Alcohol is a psychoactive drug that has been consumed in drinks for most of human history. In chemistry, the term alcohol refers to a whole class of organic compounds that include a hydroxyl group – consisting of an oxygen atom and a hydrogen atom – bonded to a carbon atom. In common parlance, however, the word alcohol usually refers to a specific chemical with the formula C2H5OH, which chemists call ethanol.
Alcohol is produced naturally when yeasts ferment sugars to generate energy, and some animals that eat a lot of fruit or nectar have evolved to metabolise it. Chemical evidence from fragments of pottery in China suggests that humans began brewing alcoholic drinks at least 9000 years ago.
Although Homer Simpson’s description of alcohol is “the cause of, and solution to, all of life’s problems” may not be entirely accurate, it encapsulates the drug’s ability to make people feel either very good or very bad. The individual involved, the amount of alcohol consumed and the social context all play a role in determining what effects it can have.
According to the Centres for Disease Control and Prevention (CDC), binge drinking is defined as consuming four or more standard drinks for women and five or more drinks for men in about two hours. Scientific research has shown that alcohol consumption at that level can do real damage to health. It is associated with:
Attention and memory problems
Increased risk of injuries
High blood pressure
Cancer’s like, breast, mouth, throat, esophagus, liver and colon
When you ingest even a small amount of alcohol, your body reacts in several ways:
Brain: Alcohol slows down the chemicals and pathways your brain uses to control your body, altering mood, slowing down reflexes and affecting balance. It also can contribute to learning, memory, and sleep problems.
Heart: Alcohol increases your heart rate and expands your blood vessels, making more blood flow to the skin (which causes you to feel warm), however, this heat passes out through the skin, causing body temperature to fall after it has risen.
Digestive: Alcohol is first broken down in the stomach, promoting an increase in digestive juices. Alcohol also irritates the small intestine and colon where it is further broken down and absorbed, and it also can affect the normal speed that food moves through them, which may result in abdominal pain, bloating, and diarrhea.

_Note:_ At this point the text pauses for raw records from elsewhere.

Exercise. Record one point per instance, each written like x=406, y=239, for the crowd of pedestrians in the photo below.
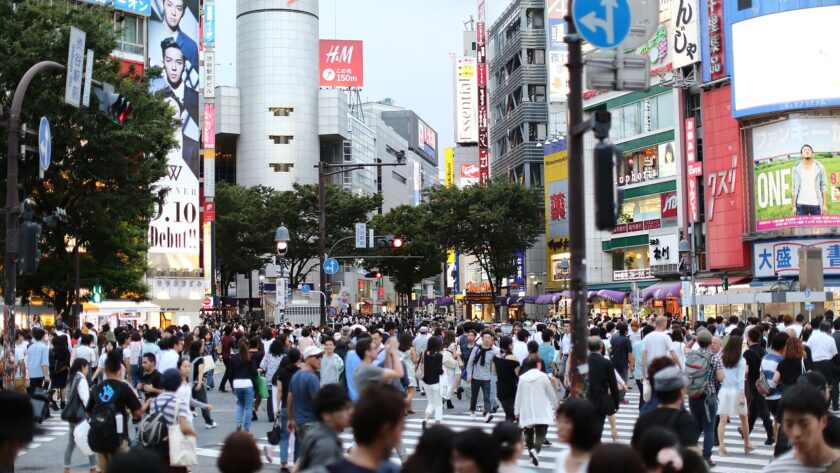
x=128, y=386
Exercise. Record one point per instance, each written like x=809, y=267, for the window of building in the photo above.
x=536, y=56
x=281, y=139
x=281, y=111
x=131, y=33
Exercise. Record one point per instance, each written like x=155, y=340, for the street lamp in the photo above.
x=281, y=240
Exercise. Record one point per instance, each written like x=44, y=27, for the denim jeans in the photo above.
x=244, y=405
x=484, y=385
x=704, y=420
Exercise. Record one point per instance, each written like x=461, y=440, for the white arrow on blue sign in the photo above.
x=44, y=143
x=603, y=24
x=330, y=266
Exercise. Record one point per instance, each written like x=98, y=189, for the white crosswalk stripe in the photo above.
x=735, y=461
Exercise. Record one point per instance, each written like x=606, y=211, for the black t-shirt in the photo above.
x=789, y=371
x=120, y=394
x=679, y=421
x=152, y=378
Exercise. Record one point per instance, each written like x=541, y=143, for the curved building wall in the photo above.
x=277, y=74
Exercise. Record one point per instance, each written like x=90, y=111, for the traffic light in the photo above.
x=391, y=241
x=607, y=200
x=30, y=232
x=113, y=105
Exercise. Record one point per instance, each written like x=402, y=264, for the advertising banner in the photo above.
x=797, y=173
x=173, y=45
x=470, y=174
x=466, y=100
x=684, y=32
x=341, y=63
x=774, y=258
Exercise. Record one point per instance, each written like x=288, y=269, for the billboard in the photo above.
x=797, y=173
x=466, y=100
x=771, y=73
x=341, y=63
x=173, y=45
x=773, y=258
x=470, y=174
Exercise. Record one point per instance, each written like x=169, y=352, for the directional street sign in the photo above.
x=330, y=266
x=44, y=144
x=605, y=23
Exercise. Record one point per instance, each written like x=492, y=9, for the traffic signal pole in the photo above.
x=577, y=219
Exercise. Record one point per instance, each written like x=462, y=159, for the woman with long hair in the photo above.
x=244, y=368
x=507, y=377
x=534, y=405
x=432, y=362
x=78, y=388
x=408, y=356
x=197, y=379
x=59, y=359
x=290, y=365
x=732, y=400
x=792, y=365
x=576, y=428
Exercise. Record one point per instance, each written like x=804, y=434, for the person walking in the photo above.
x=78, y=394
x=534, y=405
x=431, y=362
x=732, y=401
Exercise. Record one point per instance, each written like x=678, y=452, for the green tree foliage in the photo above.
x=490, y=223
x=413, y=224
x=102, y=174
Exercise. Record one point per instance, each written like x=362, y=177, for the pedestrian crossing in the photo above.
x=457, y=420
x=53, y=428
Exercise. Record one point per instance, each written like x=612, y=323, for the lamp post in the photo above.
x=281, y=239
x=686, y=250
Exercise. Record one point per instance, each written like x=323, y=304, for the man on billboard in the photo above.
x=810, y=185
x=183, y=99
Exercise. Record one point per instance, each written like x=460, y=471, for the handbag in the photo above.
x=183, y=450
x=74, y=411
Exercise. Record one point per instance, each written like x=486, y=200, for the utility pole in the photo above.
x=577, y=217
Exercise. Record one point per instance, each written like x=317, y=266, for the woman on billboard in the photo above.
x=810, y=185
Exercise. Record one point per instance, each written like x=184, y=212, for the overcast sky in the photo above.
x=406, y=49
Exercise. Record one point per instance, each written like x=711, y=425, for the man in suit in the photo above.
x=603, y=387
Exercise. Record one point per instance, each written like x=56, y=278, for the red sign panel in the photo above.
x=726, y=219
x=341, y=63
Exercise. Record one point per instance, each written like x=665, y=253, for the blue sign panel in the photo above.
x=605, y=24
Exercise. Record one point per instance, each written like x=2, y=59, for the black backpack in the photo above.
x=103, y=437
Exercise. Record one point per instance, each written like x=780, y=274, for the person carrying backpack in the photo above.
x=704, y=370
x=108, y=407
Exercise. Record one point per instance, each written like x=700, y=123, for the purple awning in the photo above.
x=662, y=291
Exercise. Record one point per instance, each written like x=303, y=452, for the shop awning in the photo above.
x=718, y=281
x=663, y=290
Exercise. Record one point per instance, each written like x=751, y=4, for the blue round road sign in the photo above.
x=604, y=24
x=44, y=143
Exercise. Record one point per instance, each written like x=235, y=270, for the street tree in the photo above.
x=414, y=225
x=491, y=223
x=103, y=174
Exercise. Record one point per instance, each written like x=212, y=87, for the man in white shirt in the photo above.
x=823, y=351
x=656, y=344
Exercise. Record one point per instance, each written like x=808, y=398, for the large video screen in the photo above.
x=797, y=173
x=774, y=71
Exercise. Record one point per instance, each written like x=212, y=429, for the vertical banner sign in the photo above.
x=449, y=170
x=341, y=63
x=693, y=168
x=483, y=105
x=75, y=67
x=684, y=40
x=209, y=23
x=173, y=45
x=466, y=101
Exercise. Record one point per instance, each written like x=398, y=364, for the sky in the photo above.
x=407, y=46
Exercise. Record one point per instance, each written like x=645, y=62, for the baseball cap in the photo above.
x=312, y=351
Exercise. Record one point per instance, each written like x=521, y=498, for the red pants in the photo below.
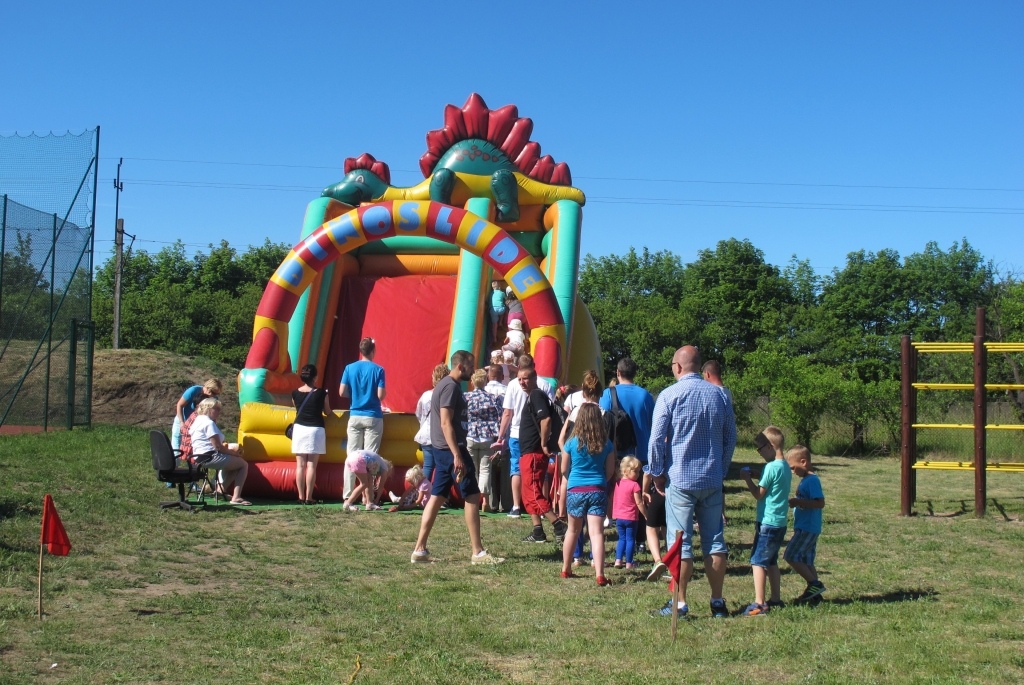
x=532, y=468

Kidney: Alcohol dries out (i.e., dehydrates) the body, which can affect the kidneys and the body’s ability to regulate fluid and electrolytes. It also disrupts hormones that affect kidney function.
Liver: Alcohol—most of it, in fact—is metabolised in the liver, which filters circulating blood and removes and destroys toxic substances, including alcohol. The liver can handle a certain amount of alcohol, but as a person continues to drink, it can become stressed to the point of causing permanent damage.
Drinking excessively within a short period of time, or binge drinking, increases the stress on your body and internal organs (and can result in feeling a hangover following a drinking session). High levels of alcohol in your body can result in headaches, severe dehydration, nausea, vomiting, diarrhoea and indigestion.
Excessive alcohol use on a single occasion can also put you at risk of alcohol poisoning. This can occur when your body is overwhelmed by the amount of alcohol you drank and is no longer able to effectively process it from your system. Therefore, if you engage in binge drinking—even occasionally—you may not have an alcohol use disorder, but your drinking is considered hazardous. Even a temporary break from alcohol consumption, be it a month, as promoted by the Dry January campaign, or just introducing alcohol-free days, can have huge health benefits, such as lowering high blood pressure, cholesterol and diabetes risk.